Neuroplasticity is the brain’s ability to adapt and rewire itself. The best way to activate it is by performing lots of repetitions.
What all speech therapy exercises have in common is that they require a lot of practice.
When you learn an action for the first time, a new set of neural pathways fire.
The more you repeat the action, the stronger the neural pathways become and the better the brain gets at recognizing the action.
Speech Therapy Exercises
Let’s go over some exercises you may perform to improve oral motor functions at speech therapy.
1. Bite Block Training
Bite blocks are small blocks that you place between your upper and lower teeth to keep your mouth open.
They stabilize your jaw so that you can practice moving your tongue and lips.
For example, a speech-language pathologist may ask you to purse your lips together or move your tongue to the side.
Over time, the challenges will get more complex. You’ll gradually add sound to your tongue or lip movements and then practice without the bite block.
2. Vocal Conditioning
Vocal conditioning involves breaking up words into syllables and repeating specific sounds over and over.
For example, if the word is ‘candy’, you will break it up into 2 syllables: ‘can’ + ‘dy’.
Repeat each syllable 20 times. Then try putting them together and repeating the entire word 20 times.
Once you build enough of a vocabulary, you should try piecing sentences together.
3. Mirror Exercises
Children with cerebral palsy may not understand how to coordinate their mouth movements, which will prevent them from making the right sounds.
Have your child watch your mouth make a sound or say a word. Then, have them try to repeat the sounds while looking in a mirror.
Practicing in front of a mirror will help your child see how certain mouth movements will affect the sounds they make.

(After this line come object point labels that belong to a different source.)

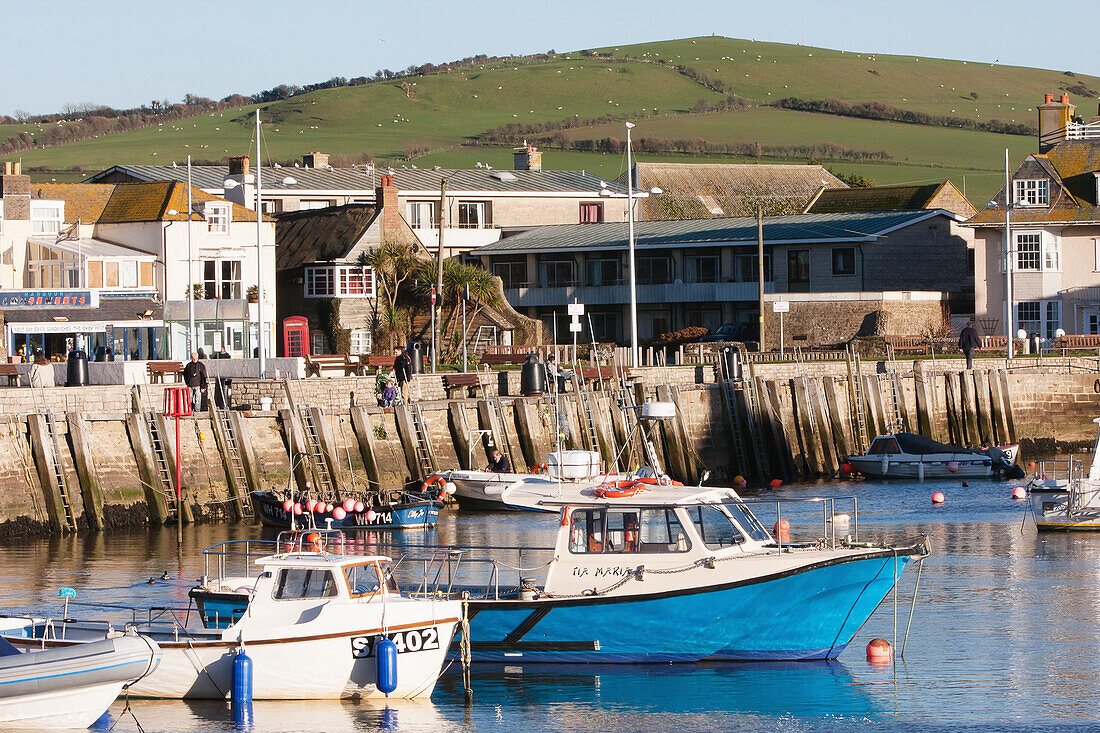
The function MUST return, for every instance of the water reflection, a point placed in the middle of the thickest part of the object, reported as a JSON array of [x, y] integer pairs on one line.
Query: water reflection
[[1005, 631]]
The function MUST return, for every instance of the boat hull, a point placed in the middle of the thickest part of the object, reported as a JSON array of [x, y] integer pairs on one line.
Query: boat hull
[[806, 613], [411, 515]]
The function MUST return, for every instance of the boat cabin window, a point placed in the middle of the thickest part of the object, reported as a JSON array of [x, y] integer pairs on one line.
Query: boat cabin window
[[363, 579], [748, 521], [884, 446], [304, 582], [714, 526], [627, 531]]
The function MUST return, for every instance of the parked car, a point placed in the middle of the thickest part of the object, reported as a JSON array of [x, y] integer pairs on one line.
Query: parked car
[[730, 332]]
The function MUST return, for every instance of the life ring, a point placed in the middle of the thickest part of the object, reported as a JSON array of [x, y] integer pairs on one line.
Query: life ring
[[619, 491]]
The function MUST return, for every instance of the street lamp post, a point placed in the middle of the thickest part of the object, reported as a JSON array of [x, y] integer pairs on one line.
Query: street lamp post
[[635, 349]]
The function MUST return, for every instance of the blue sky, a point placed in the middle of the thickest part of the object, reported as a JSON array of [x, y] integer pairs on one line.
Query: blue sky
[[125, 53]]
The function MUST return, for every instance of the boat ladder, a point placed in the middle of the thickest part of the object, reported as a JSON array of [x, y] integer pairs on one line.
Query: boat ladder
[[54, 458], [856, 401], [164, 471], [325, 484], [425, 453], [756, 429], [224, 426]]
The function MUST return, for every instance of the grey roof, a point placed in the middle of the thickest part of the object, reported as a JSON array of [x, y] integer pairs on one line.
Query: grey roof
[[363, 179], [680, 232]]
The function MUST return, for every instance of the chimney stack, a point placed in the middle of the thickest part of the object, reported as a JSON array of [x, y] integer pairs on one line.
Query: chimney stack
[[1053, 119], [385, 197], [527, 157], [315, 160]]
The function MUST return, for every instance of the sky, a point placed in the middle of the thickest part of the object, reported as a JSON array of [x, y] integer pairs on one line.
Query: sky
[[124, 53]]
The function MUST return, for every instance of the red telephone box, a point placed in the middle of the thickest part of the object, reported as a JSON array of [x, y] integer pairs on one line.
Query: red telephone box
[[296, 336]]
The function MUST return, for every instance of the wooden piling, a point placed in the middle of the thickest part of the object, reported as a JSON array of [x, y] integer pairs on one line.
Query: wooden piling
[[982, 402], [835, 418], [811, 449], [146, 468], [80, 449]]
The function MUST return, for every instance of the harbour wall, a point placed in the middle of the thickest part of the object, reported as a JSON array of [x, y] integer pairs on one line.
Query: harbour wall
[[103, 457]]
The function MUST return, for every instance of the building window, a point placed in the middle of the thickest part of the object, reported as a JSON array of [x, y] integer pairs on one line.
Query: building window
[[798, 271], [1035, 192], [221, 279], [217, 216], [46, 217], [844, 261], [474, 215], [745, 267], [339, 281], [702, 269], [592, 211], [603, 271], [558, 273], [655, 271], [1027, 251], [514, 273], [421, 215], [360, 341]]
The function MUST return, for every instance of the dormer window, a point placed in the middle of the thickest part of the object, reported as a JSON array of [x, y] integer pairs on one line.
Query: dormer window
[[217, 216], [46, 217], [1033, 192]]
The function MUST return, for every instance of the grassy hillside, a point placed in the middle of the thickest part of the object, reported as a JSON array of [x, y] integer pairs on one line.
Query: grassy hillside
[[442, 112]]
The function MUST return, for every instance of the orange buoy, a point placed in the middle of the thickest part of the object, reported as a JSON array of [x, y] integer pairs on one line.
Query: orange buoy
[[879, 652]]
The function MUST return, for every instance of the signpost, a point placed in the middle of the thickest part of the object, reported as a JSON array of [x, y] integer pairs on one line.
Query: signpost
[[781, 307]]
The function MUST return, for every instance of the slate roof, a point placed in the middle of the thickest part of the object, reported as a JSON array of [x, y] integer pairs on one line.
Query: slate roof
[[1071, 165], [320, 234], [83, 201], [807, 228], [695, 190], [363, 181]]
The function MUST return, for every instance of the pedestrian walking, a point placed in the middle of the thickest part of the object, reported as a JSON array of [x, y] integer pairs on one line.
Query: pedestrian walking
[[195, 378], [969, 341]]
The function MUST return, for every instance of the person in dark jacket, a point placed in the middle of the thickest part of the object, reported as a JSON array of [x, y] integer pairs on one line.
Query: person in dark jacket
[[969, 341], [498, 462], [403, 369], [195, 378]]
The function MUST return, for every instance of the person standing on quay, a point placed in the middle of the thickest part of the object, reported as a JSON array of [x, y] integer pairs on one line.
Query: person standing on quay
[[403, 369], [969, 341], [195, 378]]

Daily Life After Speech Therapy for Cerebral Palsy
The outcomes of speech therapy for cerebral palsy aren’t limited to improving oral motor function and feeding skills.
Being able to effectively communicate with others is a huge milestone and it will definitely boost your child’s confidence.
This will empower them to contribute more to conversations, develop better relationships with friends and family, and participate more in social settings.
Speech therapy for cerebral palsy can dramatically improve your child’s quality of life and will allow you to better understand your child’s needs.